Foley's early career was as a school teacher. She taught for at least fifteen years in Toledo's Lagrange Street School.

She became the first newspaper woman in Toledo, serving as a member of the advertising and editorial staff of the Toledo Commercial. She published in other periodicals, including Catholic Record.

She published a book of Toledo reminiscences in 1923. In January 1925, she published Women Writers of Yesterday, which records the part that Toledo women played in the development of local and state newspapers. More than thirty writers are named, among them women who served as reporters, column conductors, society and club editors, dramatic critics, book reviewers, as well as Sunday and associate editors. The women were on the staff of The Blade, Bee, Commercial, Courier-Journal, and other publications. On the list also are a number of women who developed their writing in other fields, composing club papers, compiling library catalogues, writing in defense of women's rights.

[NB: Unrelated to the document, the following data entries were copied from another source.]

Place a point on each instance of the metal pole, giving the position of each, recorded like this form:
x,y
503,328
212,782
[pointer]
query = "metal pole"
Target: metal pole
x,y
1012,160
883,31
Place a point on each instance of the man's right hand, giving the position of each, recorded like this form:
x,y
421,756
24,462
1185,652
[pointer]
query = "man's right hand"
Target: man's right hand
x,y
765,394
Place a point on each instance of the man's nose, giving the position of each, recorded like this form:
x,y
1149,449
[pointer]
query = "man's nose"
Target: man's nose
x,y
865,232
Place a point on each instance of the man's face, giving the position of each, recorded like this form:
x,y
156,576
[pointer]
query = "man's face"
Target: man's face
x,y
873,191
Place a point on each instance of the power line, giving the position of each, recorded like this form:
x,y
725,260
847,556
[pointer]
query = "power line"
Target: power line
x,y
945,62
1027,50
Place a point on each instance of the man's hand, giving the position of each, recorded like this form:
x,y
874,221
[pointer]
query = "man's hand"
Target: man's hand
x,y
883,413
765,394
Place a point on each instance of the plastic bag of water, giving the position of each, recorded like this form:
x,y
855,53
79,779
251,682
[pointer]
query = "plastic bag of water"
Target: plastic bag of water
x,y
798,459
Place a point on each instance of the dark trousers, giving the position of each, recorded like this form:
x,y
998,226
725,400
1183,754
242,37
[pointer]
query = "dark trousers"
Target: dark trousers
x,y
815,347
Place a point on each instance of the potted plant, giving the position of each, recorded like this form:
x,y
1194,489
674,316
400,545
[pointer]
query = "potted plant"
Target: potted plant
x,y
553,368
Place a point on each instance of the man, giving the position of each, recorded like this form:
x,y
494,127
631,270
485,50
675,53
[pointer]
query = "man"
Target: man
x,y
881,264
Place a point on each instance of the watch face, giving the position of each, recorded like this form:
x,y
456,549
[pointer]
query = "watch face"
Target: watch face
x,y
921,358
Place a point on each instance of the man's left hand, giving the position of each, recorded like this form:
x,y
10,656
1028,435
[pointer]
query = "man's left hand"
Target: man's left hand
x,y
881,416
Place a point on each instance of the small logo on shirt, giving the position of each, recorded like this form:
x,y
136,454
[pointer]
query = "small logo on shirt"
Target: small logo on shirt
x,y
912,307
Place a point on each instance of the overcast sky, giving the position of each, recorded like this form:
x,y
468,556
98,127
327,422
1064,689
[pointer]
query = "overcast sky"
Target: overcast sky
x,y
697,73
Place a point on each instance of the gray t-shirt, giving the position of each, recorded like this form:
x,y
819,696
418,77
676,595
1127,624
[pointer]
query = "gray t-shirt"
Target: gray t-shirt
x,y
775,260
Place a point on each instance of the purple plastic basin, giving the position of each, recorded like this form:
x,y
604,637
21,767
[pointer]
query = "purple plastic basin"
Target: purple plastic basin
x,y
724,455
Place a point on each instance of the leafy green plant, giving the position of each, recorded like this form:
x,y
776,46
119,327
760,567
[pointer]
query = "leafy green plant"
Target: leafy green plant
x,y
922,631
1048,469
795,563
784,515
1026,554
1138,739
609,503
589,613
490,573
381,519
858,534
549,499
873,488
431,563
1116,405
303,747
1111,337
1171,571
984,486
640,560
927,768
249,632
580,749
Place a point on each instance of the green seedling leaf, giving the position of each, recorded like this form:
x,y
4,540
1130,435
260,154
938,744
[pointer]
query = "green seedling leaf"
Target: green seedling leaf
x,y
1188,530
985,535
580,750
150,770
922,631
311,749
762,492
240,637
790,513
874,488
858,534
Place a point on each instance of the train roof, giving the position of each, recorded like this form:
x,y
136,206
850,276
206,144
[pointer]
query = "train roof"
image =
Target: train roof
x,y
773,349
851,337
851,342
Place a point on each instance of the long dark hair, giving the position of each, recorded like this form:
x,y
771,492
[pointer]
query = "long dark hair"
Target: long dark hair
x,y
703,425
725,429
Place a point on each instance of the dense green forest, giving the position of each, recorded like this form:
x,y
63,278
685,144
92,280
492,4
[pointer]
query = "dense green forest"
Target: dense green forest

A clubwoman, she served as president of the Dante club. She was also an organizer and the first vice president of the Toledo Women's Writers club.

==Personal life==
Her husband, Cornelius, died in July 1900. The couple had a daughter, Julia.

In 1908, Foley and her daughter visited Los Angeles, California for three months.

Sara Rowsey Foley died in Toledo on October 22, 1925 and was interred in Calvary Cemetery.